Category: Poems, Prayers and Promises

  • Being “properly present” to others – with or without a mobile!

    Trinity Rosemary asks a very good question in her comment. I wanted to think a bit more about it. Yes, I agree, Rosemary. I'm equally unsure we can ever be fully or properly
    present to another person. Or at least, if we are to be, it requires of
    us levels of attentiveness, inner hospitality and outward welcome that
    we seldom achieve. But then again, hopsitality, attentiveness, 'the
    unselfing of the self' that is agape love, and perhaps the sheer
    celebration of the presence of an other – these seem to me to be moves
    towards that fuller awareness that in your own good phrase, would mean
    'properly present'.

    Not much of the above is even possible with a
    mobile phone clamouring successfully for our attention. As you say,
    such respectful attentiveness to the presence of the other, by seeking
    to be fully present ourselves, is really hard.
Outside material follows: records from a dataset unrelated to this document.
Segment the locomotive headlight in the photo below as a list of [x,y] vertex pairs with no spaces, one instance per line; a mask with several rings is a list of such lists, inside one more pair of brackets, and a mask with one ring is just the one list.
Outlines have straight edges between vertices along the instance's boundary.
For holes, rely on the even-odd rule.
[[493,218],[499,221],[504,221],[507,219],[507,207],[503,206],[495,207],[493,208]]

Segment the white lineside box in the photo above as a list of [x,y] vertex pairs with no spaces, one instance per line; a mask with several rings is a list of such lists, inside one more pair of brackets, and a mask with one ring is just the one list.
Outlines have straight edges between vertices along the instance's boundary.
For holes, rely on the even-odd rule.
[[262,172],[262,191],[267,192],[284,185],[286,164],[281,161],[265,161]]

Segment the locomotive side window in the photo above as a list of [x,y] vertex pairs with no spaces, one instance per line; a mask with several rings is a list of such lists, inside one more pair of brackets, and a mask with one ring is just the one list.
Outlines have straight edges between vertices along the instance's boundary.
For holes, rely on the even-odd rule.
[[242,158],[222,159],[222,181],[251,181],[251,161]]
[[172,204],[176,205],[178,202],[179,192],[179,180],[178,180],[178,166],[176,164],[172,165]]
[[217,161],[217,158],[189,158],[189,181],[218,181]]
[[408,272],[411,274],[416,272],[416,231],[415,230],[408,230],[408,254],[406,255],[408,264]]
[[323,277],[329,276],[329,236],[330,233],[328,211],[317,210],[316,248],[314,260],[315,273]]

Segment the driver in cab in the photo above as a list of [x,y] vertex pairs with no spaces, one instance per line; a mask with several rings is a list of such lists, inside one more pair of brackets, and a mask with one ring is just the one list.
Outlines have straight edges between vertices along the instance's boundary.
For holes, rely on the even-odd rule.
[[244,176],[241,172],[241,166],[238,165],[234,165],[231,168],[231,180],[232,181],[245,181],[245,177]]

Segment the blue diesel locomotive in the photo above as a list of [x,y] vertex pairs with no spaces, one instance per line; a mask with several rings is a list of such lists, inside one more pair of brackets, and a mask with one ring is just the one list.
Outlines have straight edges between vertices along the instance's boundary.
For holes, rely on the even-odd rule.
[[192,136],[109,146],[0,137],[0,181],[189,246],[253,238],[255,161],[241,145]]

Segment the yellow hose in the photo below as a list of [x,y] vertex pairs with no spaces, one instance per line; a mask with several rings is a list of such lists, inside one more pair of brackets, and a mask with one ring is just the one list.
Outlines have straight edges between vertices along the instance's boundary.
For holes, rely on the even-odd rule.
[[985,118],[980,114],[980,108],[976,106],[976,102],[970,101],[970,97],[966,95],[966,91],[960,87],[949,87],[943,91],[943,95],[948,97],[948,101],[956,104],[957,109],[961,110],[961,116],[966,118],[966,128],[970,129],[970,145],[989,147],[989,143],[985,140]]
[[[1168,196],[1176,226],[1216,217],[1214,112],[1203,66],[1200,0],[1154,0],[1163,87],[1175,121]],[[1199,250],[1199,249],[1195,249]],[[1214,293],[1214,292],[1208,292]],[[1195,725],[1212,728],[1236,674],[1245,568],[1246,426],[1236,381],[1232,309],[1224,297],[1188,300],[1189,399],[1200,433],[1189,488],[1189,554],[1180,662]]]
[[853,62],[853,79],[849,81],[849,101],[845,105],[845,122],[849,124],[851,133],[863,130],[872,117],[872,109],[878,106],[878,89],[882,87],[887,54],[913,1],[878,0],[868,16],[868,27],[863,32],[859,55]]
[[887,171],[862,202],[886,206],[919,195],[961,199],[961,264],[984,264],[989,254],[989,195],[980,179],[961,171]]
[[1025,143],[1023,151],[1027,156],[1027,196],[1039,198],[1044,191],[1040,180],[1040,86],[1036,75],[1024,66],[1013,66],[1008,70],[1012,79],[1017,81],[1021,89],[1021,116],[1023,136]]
    In the end I suppose our own presence to others, and theirs to us,
    requires that mysterious connection of purpose, attention and human
    recognition that we call relationship. Since reading it years ago, I've found J V Taylor's
    description of the Holy Spirit as the "Go-Between God" a helpful image
    of the God who enables, supports, enriches such intentional responses
    between us and others. Prayer too, then becomes an opening up of
    ourselves to the God whose presence is the promised and already given
    gift. Something here reminds me too of what Martin Buber taught us about I-Thou as the essential disposition of one human being in relation to another.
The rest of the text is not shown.